Write-Ahead Log: Crash Recovery Technique
Databases lie to you. When your application receives a 'commit successful' response, the data might only exist in volatile memory. A power failure milliseconds later could erase that transaction...
Key Insights
- Write-ahead logging guarantees durability by recording changes to a sequential log before modifying actual data pages, enabling complete recovery after any crash
- The WAL protocol enforces strict ordering: log records must hit disk before data pages, and commit records must be flushed before acknowledging success to clients
- Recovery follows three phases (Analysis, Redo, Undo) that reconstruct exactly which transactions committed and which must be rolled back, regardless of when the crash occurred
The Durability Problem
Databases lie to you.

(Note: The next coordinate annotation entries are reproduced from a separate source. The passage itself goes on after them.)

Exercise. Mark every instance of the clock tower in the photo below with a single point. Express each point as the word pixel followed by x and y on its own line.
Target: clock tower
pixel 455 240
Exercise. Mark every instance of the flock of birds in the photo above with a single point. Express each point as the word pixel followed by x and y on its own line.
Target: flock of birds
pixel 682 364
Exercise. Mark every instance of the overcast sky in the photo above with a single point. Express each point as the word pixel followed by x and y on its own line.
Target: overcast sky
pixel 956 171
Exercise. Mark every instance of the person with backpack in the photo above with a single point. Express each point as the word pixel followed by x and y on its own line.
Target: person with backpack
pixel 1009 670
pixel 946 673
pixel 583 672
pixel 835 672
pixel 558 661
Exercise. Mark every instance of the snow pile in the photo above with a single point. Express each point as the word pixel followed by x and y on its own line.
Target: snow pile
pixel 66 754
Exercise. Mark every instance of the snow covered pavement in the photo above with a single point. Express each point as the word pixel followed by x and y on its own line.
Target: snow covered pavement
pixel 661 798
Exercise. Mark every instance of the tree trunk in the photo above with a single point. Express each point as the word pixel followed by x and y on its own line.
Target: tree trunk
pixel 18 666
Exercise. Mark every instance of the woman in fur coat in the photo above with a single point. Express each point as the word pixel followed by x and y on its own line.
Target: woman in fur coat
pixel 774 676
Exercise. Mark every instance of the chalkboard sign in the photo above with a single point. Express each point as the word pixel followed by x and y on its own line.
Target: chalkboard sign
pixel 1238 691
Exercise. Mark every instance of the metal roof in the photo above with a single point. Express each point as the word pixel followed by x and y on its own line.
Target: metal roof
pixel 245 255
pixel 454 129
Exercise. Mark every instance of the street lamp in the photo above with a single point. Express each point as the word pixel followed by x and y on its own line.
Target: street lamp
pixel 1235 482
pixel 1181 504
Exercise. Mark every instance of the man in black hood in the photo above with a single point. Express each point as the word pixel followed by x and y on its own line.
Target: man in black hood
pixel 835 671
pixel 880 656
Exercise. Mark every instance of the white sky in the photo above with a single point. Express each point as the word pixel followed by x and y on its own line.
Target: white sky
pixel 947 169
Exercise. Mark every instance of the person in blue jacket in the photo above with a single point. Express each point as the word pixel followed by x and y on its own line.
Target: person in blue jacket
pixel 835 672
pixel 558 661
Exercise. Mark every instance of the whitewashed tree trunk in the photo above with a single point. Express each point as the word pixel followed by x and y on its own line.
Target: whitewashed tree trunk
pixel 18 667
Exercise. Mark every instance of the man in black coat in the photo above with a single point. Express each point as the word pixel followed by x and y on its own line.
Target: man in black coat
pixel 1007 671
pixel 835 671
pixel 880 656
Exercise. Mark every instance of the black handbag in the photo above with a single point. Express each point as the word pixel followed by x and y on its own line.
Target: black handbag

When your application receives a “commit successful” response, the data might only exist in volatile memory. A power failure milliseconds later could erase that transaction completely.
This isn’t a bug—it’s physics. Modern systems use memory hierarchies where writes first land in CPU caches, then DRAM, eventually reaching disk. Each layer is faster but less durable than the next. Without explicit intervention, “committed” data can vanish.
The naive solution—flushing every write directly to disk—destroys performance. Random disk I/O is catastrophically slow compared to memory operations. A database doing synchronous random writes might handle hundreds of transactions per second instead of hundreds of thousands.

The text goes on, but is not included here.